SEOUL, KOREA - Green Cross Corp. will build a blood product plant in Canada at the cost of 180 billion won, aimed at entering the United States market. The company said on April 7 that it has signed an agreement with the Quebec provincial government in building a blood fractionation plant there in exchange for financial support and priority purchasing privilege. This is the first time for a domestic drug company to establish a production base in North America.
Under the terms of the agreement, Investissement Quebec would provide 25 million Canadian dollars (US$22.8 million) in subsidies and tax breaks in return for a plant for immune globulins and albumins. In addition, the blood products produced in the Canadian Green Cross plant will be sold locally through Hema-Quebec, a non-profit organization that manages the blood supply for the province of Quebec.
Hema-Quebec is currently supplying about 30 percent of the total immune globulins to Quebec consumed in the whole country. The organization purchases US$663-million blood fractionation products from overseas every year.
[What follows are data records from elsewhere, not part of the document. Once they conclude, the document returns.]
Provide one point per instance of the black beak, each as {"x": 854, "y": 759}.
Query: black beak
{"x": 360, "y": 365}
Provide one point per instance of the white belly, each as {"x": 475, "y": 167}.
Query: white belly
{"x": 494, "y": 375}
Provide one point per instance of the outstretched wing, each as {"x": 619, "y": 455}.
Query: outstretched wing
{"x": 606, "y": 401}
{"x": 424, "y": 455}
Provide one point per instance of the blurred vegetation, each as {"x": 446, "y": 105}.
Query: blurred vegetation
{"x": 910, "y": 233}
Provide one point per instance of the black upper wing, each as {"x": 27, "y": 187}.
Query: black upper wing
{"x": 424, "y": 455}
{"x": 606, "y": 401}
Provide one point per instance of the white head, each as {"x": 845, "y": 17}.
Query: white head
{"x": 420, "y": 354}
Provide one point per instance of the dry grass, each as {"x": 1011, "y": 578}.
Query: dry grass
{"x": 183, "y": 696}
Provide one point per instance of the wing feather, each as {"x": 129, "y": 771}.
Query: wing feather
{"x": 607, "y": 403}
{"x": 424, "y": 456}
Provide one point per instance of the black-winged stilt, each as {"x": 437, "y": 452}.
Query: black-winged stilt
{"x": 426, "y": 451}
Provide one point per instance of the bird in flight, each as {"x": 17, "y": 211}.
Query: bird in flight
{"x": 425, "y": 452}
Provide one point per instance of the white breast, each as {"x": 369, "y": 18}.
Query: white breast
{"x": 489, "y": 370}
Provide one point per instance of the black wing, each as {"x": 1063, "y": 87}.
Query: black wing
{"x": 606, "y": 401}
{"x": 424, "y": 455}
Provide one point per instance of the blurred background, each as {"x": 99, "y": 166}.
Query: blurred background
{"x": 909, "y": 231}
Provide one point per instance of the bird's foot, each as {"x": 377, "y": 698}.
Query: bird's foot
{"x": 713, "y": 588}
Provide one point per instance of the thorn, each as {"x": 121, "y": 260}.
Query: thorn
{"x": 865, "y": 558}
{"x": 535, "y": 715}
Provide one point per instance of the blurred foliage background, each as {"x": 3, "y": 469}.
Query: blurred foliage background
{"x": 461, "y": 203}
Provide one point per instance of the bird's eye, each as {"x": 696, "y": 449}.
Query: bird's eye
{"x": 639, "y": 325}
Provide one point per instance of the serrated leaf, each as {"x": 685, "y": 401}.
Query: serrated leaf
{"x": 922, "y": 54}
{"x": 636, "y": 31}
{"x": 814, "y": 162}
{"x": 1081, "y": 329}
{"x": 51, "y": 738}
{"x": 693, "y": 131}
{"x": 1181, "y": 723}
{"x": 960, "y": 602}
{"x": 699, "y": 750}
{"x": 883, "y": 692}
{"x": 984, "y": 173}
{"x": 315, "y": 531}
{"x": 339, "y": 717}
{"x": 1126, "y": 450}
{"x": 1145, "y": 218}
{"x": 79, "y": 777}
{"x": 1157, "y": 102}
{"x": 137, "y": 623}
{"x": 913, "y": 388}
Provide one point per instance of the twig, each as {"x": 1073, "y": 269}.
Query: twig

Jean de Serres, co-presidents and CEO of Hema-Quebec, said, "The latest agreement with Green Cross will help us secure a stable supply of immune globulins and ultimately self-sufficiency in blood products down the road."
Green Cross expects that it will be able to make over 300 billion won in sales revenue in the North American market. Kim Young-ho, president of Green Cross Biotherapeutics, Canadian local corporation owned by Green Cross, said, "In the beginning we will supply about 15 percent of the total globulin products in Canada to Quebec. Based on this, we will expand the market to the whole North America for our drugs for hemophilia A and Hunter syndrome."